In Judea Pearl’s The Book of Why he introduces the following cartoon, where he helpfully pictures a robot (representing Narrow Artificial Intelligence as of now — including AlphaGo) in the first rung of a ‘causation’ ladder.

His argument against NAI can be boiled down to:

a full causal model is a form of prior knowledge that you have to add to your analysis in order to get answers to causal questions without actually carrying out interventions. Reasoning with data alone won’t be able to give you this. [source]

This [blog] explains in further detail the inability of ‘data alone’ that allows you to develop causal models.

In Finance, developing causal models are our bread and butter:

  • Are the Italian politics driving higher yields ?
  • What is the effect of the Trump election in the Stock Market ?
  • What is the impact of higher gasoline prices on Inflation and the Fed ?

And Pearl just showed that data alone cannot be used to automatically build these models ! Because Robots (today) do not have ‘prior’ knowledge nor the ability to perform randomized control test they cannot answer this questions.

Another example: Statisticians are very familiar with the idea of ‘spurious correlations’ and there is even a site that collects several ridiculous ones (like Letters in Winning words of Scripps National spelling Bee and Number of people killed by venomous spiders). We find it funny because we have ‘prior’ knowledge that spiders do not care at all of how many letters there are in spelling contest words, but a robot not only lacks this knowledge, it is unable to deduce it from the data (with current hyped techniques — in fact this is a hot area of research).
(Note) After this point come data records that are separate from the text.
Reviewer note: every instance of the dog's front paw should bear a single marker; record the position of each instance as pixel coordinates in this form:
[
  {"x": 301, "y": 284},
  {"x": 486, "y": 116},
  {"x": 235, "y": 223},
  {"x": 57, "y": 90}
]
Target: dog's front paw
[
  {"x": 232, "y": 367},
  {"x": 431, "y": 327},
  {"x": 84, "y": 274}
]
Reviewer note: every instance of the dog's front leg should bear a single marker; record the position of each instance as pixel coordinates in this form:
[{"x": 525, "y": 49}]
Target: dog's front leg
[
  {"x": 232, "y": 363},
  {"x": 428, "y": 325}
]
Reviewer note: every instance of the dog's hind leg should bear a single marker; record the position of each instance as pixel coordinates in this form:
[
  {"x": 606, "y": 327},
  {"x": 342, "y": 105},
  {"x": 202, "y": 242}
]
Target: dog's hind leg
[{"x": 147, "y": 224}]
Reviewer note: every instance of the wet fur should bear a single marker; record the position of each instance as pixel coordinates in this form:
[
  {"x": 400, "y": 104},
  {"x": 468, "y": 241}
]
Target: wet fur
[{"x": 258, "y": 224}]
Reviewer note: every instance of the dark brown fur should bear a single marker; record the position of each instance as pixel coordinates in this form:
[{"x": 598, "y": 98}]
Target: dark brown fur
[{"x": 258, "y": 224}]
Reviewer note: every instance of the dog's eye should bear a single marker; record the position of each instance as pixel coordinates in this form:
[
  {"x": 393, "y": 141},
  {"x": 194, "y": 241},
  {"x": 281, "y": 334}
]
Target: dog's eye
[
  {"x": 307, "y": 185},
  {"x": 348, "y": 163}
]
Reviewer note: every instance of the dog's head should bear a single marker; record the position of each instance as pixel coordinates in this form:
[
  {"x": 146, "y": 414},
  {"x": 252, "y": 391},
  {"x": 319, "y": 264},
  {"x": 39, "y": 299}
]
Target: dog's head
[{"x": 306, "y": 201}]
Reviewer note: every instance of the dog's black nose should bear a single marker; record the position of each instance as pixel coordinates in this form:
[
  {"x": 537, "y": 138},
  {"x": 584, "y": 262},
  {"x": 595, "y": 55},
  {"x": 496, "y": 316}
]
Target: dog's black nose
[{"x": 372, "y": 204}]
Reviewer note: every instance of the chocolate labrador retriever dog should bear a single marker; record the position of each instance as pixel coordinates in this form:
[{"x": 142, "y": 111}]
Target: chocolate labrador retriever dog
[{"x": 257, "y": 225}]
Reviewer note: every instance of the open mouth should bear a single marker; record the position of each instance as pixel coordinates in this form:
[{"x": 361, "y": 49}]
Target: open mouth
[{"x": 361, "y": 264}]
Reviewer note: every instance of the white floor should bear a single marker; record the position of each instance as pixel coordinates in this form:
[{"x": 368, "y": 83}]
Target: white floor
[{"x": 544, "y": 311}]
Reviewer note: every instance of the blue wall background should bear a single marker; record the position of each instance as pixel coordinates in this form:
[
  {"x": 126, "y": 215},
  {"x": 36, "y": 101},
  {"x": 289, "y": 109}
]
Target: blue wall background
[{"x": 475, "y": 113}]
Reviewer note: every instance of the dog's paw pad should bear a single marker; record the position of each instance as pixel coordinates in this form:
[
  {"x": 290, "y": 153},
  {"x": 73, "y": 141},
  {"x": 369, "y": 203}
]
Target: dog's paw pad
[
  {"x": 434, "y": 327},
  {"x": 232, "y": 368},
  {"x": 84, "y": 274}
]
The final nail in the coffin for all this ‘creativity’ talk is the last rung of the ladder: Imagination. Once we see up close the algorithm mechanism to ‘create’ images and written text, you notice that there are new concepts are not being generated. The Lion-Man (the oldest known animal-shaped sculpture in the world) which famously imagined something not found in nature is hailed as differentiator between humans and Neanderthals (notice the 2nd rung on the causality ladder — the Neanderthal stops there)

What can Financial Professionals do that (N)AI can’t ?

Hence, financial analysts that can think like Neanderthals and climb to the second rung of the ladder of causation):

  • develop cause-effect economic models,
  • identify the hidden mechanisms that can impact a variable,
  • understanding the impact of the variables on a new financial instrument,

will still be employable, bat above all will have to sort out the and explain the outputs when the AI techniques are used to sift through mountains of data.

But to be safer, the financial analyst should be able to climb to the third rung of the ladder — working on projects that require imagination:

  • imagining new scenarios (both positive or negative), the ‘black swans’
  • developing new financial instruments,

this professional would be reaching the 3rd level — gaining over Neanderthal professionals.